We might know the right answer, but how should it affect our lives?
Who’s it all about? One word: Jesus. Not me, my bank balance or the size of my phone book. This life is about one thing: following the Master. But while it might be an easy enough phrase to say, it’s a whole lot harder to live it out. Our lives are a crowded place, with competing needs and wants bumping up against each other. How do we work things so that we really do look like we’re trying to make the story of our lives about Jesus Christ?
John 6 tells a great story. It’s about how a bunch of people got fed by Jesus on a mountainside, how they followed him about for a bit and how, eventually, most of them gave up. It was all too much for them, too hard to stick it out. But Jesus knew the truth of the matter:
‘I am the bread of life. Whoever comes to me will never go hungry, and whoever believes in me will never be thirsty. But as I told you, you have seen me and still you do not believe. All whom the Father gives me will come to me, and whoever comes to me I will never drive away. For I have come down from heaven not to do my will but to do the will of him who sent me. And this is the will of him who sent me, that I shall lose none of all those he has given me, but raise them up at the last day.

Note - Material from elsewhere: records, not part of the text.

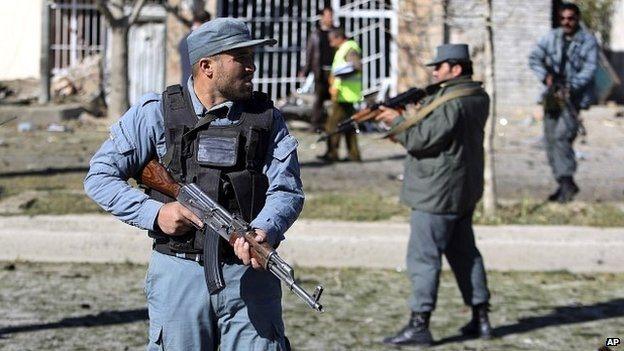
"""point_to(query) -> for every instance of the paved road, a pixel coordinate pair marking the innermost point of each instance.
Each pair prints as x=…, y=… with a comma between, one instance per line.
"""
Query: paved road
x=312, y=243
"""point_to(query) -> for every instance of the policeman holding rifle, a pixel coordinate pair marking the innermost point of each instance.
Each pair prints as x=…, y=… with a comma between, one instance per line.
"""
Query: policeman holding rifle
x=443, y=183
x=218, y=134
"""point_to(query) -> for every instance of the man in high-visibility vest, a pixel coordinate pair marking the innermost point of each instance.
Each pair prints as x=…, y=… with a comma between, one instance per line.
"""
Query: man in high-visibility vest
x=345, y=89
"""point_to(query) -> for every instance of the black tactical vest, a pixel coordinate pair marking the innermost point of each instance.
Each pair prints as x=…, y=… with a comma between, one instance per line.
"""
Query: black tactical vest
x=224, y=161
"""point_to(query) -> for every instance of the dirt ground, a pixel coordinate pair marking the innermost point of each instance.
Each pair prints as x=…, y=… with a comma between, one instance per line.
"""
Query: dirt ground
x=521, y=169
x=102, y=307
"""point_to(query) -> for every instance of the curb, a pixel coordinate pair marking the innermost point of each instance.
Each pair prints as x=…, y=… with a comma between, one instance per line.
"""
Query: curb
x=312, y=243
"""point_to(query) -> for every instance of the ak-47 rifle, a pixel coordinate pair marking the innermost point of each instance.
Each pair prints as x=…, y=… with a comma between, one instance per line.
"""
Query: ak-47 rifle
x=228, y=226
x=411, y=96
x=558, y=97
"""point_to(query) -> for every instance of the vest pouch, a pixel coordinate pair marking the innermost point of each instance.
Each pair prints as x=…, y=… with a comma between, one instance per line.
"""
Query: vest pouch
x=250, y=191
x=217, y=150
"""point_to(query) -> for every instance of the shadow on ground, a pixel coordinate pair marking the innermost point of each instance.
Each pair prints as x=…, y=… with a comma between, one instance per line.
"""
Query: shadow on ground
x=90, y=320
x=321, y=163
x=561, y=315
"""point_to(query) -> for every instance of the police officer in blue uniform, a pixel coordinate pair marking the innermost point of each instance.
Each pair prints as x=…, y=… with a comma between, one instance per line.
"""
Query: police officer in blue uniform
x=215, y=132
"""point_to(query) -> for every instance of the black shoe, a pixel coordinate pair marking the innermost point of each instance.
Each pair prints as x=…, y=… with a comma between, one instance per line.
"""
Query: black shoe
x=568, y=190
x=555, y=196
x=416, y=332
x=479, y=325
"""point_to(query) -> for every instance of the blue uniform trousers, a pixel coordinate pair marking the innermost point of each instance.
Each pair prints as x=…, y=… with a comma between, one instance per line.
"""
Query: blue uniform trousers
x=245, y=315
x=450, y=234
x=560, y=130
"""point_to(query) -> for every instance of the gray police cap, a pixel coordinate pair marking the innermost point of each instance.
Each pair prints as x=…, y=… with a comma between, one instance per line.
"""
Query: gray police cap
x=219, y=35
x=451, y=52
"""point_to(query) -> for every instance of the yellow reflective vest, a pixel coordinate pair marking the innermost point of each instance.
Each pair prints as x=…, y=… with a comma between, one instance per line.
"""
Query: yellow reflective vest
x=350, y=87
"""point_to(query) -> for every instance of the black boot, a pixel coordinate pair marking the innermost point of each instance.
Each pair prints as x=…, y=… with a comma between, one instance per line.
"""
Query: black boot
x=555, y=196
x=479, y=325
x=416, y=332
x=568, y=190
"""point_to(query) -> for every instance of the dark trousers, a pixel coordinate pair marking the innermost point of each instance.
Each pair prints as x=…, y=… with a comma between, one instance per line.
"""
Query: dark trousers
x=321, y=94
x=340, y=112
x=433, y=235
x=560, y=130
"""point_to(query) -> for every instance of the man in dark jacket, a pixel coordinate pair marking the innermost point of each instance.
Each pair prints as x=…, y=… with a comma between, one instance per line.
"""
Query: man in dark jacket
x=443, y=183
x=318, y=60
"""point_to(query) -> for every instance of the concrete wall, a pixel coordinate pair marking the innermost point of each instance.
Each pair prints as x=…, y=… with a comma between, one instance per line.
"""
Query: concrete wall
x=20, y=25
x=517, y=27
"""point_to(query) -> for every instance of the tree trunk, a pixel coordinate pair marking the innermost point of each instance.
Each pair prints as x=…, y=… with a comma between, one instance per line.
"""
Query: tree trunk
x=118, y=98
x=489, y=193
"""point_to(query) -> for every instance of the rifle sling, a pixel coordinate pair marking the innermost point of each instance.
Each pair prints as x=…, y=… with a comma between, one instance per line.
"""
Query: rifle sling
x=427, y=109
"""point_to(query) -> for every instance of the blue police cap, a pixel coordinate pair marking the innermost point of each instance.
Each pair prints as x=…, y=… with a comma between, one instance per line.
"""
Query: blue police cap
x=220, y=35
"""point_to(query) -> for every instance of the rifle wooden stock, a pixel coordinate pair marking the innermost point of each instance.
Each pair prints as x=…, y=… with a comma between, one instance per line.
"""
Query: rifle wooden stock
x=155, y=176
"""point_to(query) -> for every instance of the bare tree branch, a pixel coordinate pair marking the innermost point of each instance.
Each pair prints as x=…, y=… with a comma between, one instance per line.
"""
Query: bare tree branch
x=136, y=10
x=175, y=10
x=103, y=8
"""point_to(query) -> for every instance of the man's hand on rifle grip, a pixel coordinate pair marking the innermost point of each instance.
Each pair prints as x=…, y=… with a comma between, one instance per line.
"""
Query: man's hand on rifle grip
x=175, y=219
x=242, y=249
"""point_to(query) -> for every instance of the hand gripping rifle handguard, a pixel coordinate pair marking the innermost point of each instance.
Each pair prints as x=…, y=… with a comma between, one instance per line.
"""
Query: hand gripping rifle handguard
x=411, y=96
x=228, y=226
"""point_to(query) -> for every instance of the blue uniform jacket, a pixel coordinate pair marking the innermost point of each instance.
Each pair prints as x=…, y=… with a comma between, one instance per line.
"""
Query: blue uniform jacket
x=581, y=64
x=139, y=136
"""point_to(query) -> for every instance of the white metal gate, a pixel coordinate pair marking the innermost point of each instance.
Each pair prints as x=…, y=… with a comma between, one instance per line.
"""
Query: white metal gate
x=78, y=30
x=146, y=58
x=372, y=23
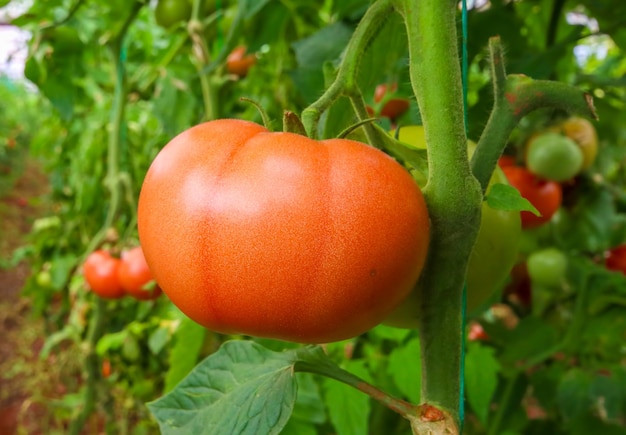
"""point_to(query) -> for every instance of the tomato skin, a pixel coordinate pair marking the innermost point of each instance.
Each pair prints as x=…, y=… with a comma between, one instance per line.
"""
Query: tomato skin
x=547, y=267
x=134, y=275
x=492, y=257
x=238, y=62
x=554, y=157
x=616, y=259
x=584, y=134
x=545, y=195
x=280, y=236
x=101, y=273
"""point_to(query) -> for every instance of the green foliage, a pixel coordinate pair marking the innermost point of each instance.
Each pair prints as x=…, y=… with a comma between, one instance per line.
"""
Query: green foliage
x=554, y=366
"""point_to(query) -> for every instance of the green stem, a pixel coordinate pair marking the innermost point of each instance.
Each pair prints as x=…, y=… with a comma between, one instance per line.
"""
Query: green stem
x=92, y=366
x=515, y=96
x=346, y=81
x=504, y=404
x=201, y=60
x=452, y=194
x=400, y=406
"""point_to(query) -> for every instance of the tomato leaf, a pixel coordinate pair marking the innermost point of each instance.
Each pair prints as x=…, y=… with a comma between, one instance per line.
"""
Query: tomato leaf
x=243, y=388
x=348, y=408
x=188, y=340
x=508, y=198
x=481, y=378
x=405, y=368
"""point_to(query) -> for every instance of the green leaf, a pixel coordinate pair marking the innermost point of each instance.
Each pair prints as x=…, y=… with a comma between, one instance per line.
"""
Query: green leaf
x=113, y=340
x=243, y=388
x=158, y=339
x=573, y=395
x=188, y=340
x=481, y=379
x=348, y=408
x=505, y=197
x=405, y=368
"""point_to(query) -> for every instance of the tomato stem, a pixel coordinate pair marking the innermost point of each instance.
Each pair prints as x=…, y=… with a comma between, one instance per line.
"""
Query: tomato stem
x=346, y=80
x=515, y=96
x=453, y=197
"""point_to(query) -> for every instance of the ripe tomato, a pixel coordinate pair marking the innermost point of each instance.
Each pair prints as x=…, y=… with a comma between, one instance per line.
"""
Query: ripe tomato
x=381, y=91
x=584, y=134
x=278, y=235
x=616, y=259
x=547, y=267
x=238, y=62
x=554, y=157
x=171, y=12
x=101, y=273
x=545, y=195
x=492, y=258
x=135, y=276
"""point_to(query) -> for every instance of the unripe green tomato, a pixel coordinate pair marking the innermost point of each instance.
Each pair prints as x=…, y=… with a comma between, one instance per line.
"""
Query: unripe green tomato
x=554, y=157
x=492, y=258
x=171, y=12
x=547, y=267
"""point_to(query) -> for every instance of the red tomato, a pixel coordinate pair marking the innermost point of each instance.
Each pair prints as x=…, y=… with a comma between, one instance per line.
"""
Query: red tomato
x=505, y=160
x=101, y=273
x=238, y=62
x=135, y=276
x=381, y=90
x=281, y=236
x=476, y=332
x=545, y=195
x=616, y=259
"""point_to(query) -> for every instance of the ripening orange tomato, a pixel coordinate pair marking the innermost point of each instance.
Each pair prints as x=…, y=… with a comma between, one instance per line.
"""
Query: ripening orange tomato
x=281, y=236
x=101, y=273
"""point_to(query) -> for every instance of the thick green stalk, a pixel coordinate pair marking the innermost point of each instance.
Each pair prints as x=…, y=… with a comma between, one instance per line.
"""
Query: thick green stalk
x=453, y=196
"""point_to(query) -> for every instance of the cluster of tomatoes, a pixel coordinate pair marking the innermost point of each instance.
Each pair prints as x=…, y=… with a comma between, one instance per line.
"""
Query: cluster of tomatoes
x=111, y=277
x=551, y=158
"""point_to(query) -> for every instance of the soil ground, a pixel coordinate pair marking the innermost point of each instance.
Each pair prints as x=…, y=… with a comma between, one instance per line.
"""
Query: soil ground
x=21, y=336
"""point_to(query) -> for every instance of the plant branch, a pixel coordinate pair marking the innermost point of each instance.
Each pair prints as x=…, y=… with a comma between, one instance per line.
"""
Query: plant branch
x=453, y=197
x=515, y=96
x=345, y=81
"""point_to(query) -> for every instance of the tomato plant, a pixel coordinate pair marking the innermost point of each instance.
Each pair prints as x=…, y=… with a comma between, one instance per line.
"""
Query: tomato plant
x=171, y=12
x=616, y=259
x=554, y=157
x=239, y=62
x=277, y=235
x=391, y=107
x=545, y=195
x=547, y=267
x=101, y=273
x=584, y=134
x=135, y=276
x=494, y=253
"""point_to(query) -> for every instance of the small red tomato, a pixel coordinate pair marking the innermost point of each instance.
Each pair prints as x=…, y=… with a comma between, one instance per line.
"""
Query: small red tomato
x=101, y=273
x=135, y=276
x=616, y=259
x=545, y=195
x=476, y=332
x=238, y=62
x=505, y=161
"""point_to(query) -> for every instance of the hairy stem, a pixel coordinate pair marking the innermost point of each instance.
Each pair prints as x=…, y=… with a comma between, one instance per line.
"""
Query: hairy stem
x=452, y=194
x=345, y=82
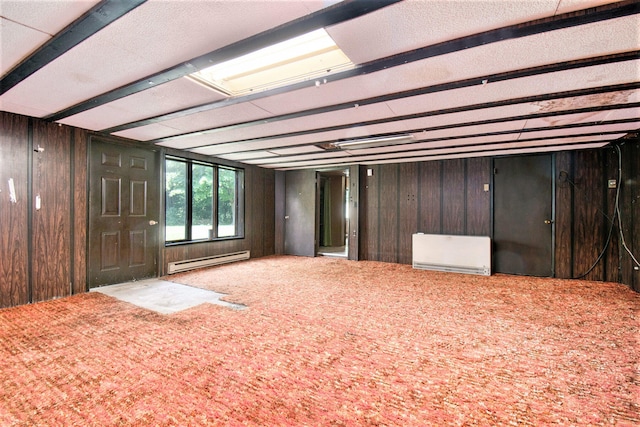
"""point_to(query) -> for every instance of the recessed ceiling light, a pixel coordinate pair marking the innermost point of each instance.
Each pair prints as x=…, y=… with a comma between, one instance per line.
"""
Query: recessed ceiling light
x=307, y=57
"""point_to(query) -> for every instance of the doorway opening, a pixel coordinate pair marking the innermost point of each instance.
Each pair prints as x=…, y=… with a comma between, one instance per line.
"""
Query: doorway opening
x=333, y=213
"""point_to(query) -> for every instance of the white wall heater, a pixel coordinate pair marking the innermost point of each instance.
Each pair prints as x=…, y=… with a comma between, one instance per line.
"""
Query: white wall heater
x=459, y=254
x=176, y=267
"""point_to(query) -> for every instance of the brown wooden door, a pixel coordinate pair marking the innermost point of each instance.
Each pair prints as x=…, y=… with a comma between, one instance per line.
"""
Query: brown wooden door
x=522, y=225
x=123, y=213
x=300, y=213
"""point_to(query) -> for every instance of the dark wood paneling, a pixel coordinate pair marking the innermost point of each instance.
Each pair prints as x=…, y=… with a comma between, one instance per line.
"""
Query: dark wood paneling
x=388, y=231
x=80, y=207
x=430, y=215
x=14, y=257
x=612, y=255
x=564, y=216
x=453, y=197
x=369, y=213
x=589, y=220
x=51, y=276
x=254, y=218
x=408, y=210
x=630, y=213
x=478, y=205
x=634, y=215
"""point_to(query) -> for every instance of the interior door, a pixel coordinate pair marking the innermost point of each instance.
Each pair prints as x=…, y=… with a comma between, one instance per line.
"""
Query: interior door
x=300, y=213
x=123, y=213
x=523, y=215
x=354, y=221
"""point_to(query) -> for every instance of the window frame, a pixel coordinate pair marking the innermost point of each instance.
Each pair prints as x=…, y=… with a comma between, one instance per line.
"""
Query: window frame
x=239, y=201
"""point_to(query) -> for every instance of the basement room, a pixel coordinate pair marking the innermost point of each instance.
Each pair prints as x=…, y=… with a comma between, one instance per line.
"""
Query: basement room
x=319, y=212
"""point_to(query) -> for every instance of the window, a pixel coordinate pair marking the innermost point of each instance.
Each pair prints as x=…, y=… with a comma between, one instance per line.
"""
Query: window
x=203, y=201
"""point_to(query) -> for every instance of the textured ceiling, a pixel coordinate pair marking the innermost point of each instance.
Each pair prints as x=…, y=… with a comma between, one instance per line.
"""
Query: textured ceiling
x=465, y=78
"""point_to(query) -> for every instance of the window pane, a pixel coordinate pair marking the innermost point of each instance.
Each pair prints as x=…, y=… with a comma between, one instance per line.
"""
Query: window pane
x=176, y=200
x=202, y=203
x=226, y=202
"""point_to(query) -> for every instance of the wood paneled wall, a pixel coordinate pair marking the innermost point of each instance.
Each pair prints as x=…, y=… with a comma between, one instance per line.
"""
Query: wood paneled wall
x=439, y=197
x=42, y=247
x=43, y=252
x=449, y=197
x=586, y=207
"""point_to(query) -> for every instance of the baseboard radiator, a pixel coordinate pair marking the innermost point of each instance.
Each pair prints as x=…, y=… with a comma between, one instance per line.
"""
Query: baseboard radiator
x=459, y=254
x=178, y=266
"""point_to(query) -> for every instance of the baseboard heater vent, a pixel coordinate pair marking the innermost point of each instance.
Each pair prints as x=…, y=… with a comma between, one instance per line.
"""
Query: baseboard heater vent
x=176, y=267
x=458, y=254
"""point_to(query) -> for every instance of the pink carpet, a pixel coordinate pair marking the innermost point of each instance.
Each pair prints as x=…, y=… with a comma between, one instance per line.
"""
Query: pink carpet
x=330, y=342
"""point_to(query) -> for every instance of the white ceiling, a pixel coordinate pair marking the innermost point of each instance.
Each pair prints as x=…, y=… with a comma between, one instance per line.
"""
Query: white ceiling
x=466, y=78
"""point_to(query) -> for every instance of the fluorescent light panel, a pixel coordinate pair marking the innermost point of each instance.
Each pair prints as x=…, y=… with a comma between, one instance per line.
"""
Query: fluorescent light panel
x=354, y=144
x=310, y=56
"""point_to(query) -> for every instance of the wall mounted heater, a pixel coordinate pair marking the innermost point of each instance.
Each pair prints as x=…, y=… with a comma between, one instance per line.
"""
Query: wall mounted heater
x=459, y=254
x=176, y=267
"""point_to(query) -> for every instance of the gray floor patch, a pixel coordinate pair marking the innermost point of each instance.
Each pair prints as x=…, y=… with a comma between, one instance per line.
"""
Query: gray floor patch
x=164, y=297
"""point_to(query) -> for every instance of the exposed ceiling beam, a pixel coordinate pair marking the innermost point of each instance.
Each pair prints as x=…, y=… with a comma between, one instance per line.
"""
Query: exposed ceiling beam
x=571, y=19
x=331, y=15
x=101, y=15
x=509, y=75
x=513, y=101
x=478, y=123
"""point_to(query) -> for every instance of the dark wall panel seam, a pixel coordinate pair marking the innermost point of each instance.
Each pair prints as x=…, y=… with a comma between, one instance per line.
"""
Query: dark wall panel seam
x=30, y=209
x=72, y=208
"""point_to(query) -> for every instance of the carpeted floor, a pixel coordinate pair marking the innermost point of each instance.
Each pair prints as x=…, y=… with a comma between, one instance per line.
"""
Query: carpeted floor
x=328, y=342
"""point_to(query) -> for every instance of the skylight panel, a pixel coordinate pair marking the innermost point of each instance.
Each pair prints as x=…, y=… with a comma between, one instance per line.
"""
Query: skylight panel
x=307, y=57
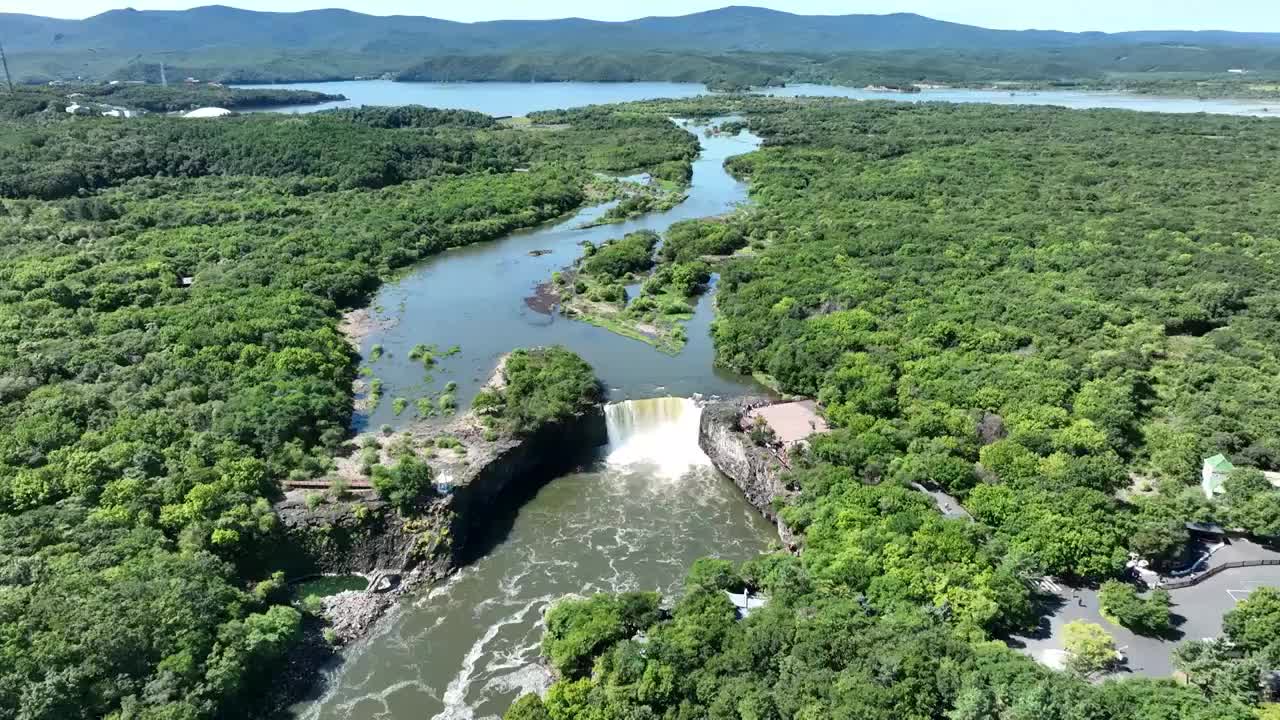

For my Father’s will is that everyone who looks to the Son and believes in him shall have eternal life, and I will raise them up at the last day.’ (John 6:35-40, italics added)
See all those ‘I’s and ‘me’s? With Jesus, it’s all personal. From poverty to future plans, past hurts to present joys, we can take everything we have to him. Whether it’s celebration, inspiration, healing or guidance, Jesus was all about the relationship, the fullest of experiences open to all.
But hooking up with Jesus is about a whole load more than having an eternal shoulder to cry on. This relationship is a two-way thing, for just as we find a home in him, so should Jesus be able to find a home in us. His values, his concerns, his passions become our own.
That’s what it means to be all about Jesus: not faking the feelings or learning the words by heart, but having our heads and hearts led by him.